Cheek-o Dread was in Lissingmink’s life, in nearly all the windows she opened up, and they made music and merry and he tells us, “Joy Masaba you have been my one true pal since the mid 90s, and I recall the chat we had soon after my accident when I flew to Kla and you had just been discharged from hospital.
I remember the drum sessions & drinking over by that pub near Phoenix, and the many bars we haunted in South B.
I remember the bitchsessions about Touch FM, and the many drinks in Wandegs!!

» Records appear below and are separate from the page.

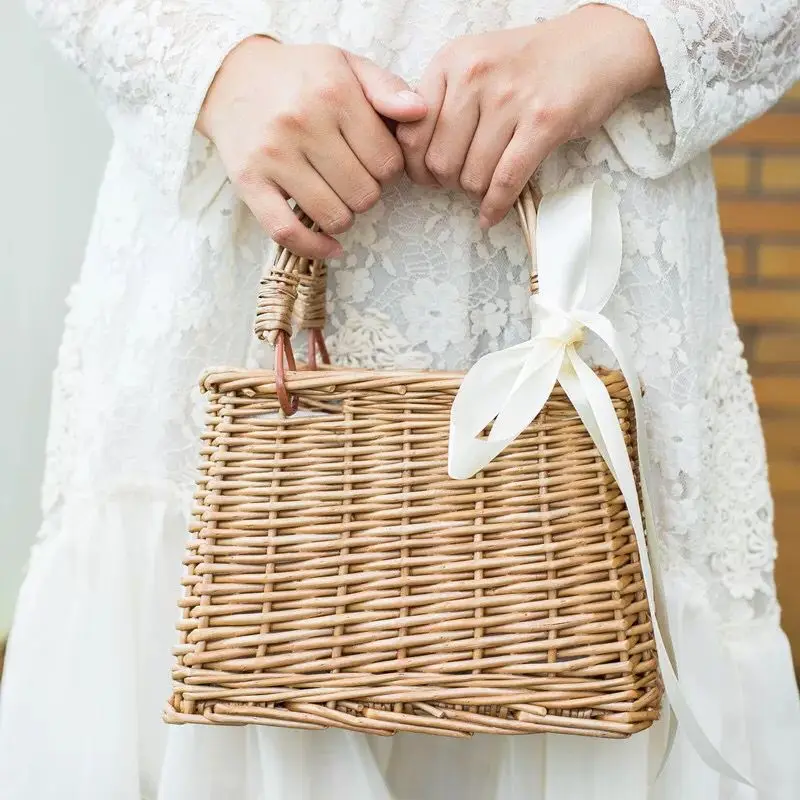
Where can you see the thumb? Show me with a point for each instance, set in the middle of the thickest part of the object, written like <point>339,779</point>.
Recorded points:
<point>388,93</point>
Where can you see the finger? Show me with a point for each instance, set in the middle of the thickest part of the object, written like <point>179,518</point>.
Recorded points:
<point>455,128</point>
<point>371,141</point>
<point>488,145</point>
<point>345,174</point>
<point>387,93</point>
<point>303,183</point>
<point>279,221</point>
<point>414,138</point>
<point>521,158</point>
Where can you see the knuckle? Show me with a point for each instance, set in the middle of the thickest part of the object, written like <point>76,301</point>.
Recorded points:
<point>473,183</point>
<point>438,164</point>
<point>283,234</point>
<point>550,116</point>
<point>507,178</point>
<point>247,176</point>
<point>273,151</point>
<point>338,222</point>
<point>505,96</point>
<point>292,120</point>
<point>366,200</point>
<point>408,136</point>
<point>333,91</point>
<point>477,68</point>
<point>390,165</point>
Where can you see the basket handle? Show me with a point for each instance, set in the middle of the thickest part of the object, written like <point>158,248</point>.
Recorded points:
<point>293,288</point>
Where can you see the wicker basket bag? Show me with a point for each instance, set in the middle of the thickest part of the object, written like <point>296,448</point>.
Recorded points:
<point>338,577</point>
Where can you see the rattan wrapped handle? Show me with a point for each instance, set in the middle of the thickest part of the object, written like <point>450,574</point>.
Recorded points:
<point>293,288</point>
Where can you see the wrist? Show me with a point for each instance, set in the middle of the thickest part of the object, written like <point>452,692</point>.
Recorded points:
<point>219,92</point>
<point>629,43</point>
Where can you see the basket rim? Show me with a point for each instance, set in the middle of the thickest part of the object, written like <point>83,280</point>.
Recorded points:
<point>263,381</point>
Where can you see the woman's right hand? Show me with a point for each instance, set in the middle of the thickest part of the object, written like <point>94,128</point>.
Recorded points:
<point>304,121</point>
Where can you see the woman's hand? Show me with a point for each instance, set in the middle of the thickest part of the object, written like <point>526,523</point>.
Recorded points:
<point>305,122</point>
<point>500,102</point>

You my dear friend will sorely be missed!!
May you R.I.P!!
Ameen!!

Julliet Opondo speaks for all the rest of us, too busy, absorbed in our lives, who let the important people fade quietly out of our lives, “Lord knows, I enjoyed my 20s. The mischief, the partying...its the kind of stuff memories are made of. The best bit is the fact that you are surrounded by like minded friends that made those years priceless. So it breaks my heart, almost 100 times over when I find out, through fb, that my dear friend passed away on Friday. I am so heartbroken right now, but for the most part I am overwhelmed with guilt. Because if our friendship meant so much to me, I should have kept in touch...All I can do now is cry and slowly process this reality. Joy Masaba, we had some of the most fun times ever. And my biggest regret is that we did not get to pick up and continue this in our 30s. Sleep well dear friend. Today I mourn from the deepest part of my being.”

From her blog, when she used to blog, Lissingmink lived her life fully. She loved, was loved, cherished and was cherished, remembered and is remembered, “I have vivid memories of you, and yes, we should have hooked up in Kisumu when you suggested it, and you have come to Kampala that time- and should have made it to Mombasa too.
I am stuck with your cell number which is off! you shant log on to your IM again and we shall not share another 'piano bar' moment'.

This saturday as you take your final earthly journey, listen out for Beethoven's 'moonlight sonata'- dont make a face, I played that better than you (Dr. Fr. Okello can bear witness!). We can share one last moment.

Rest In Peace Ramu- (you said it came from ramulus right- shall read up my greek mythology, till then, i will still crack up when i hear that name), and thank you for all the moments we shared; they were happy and carefree moments.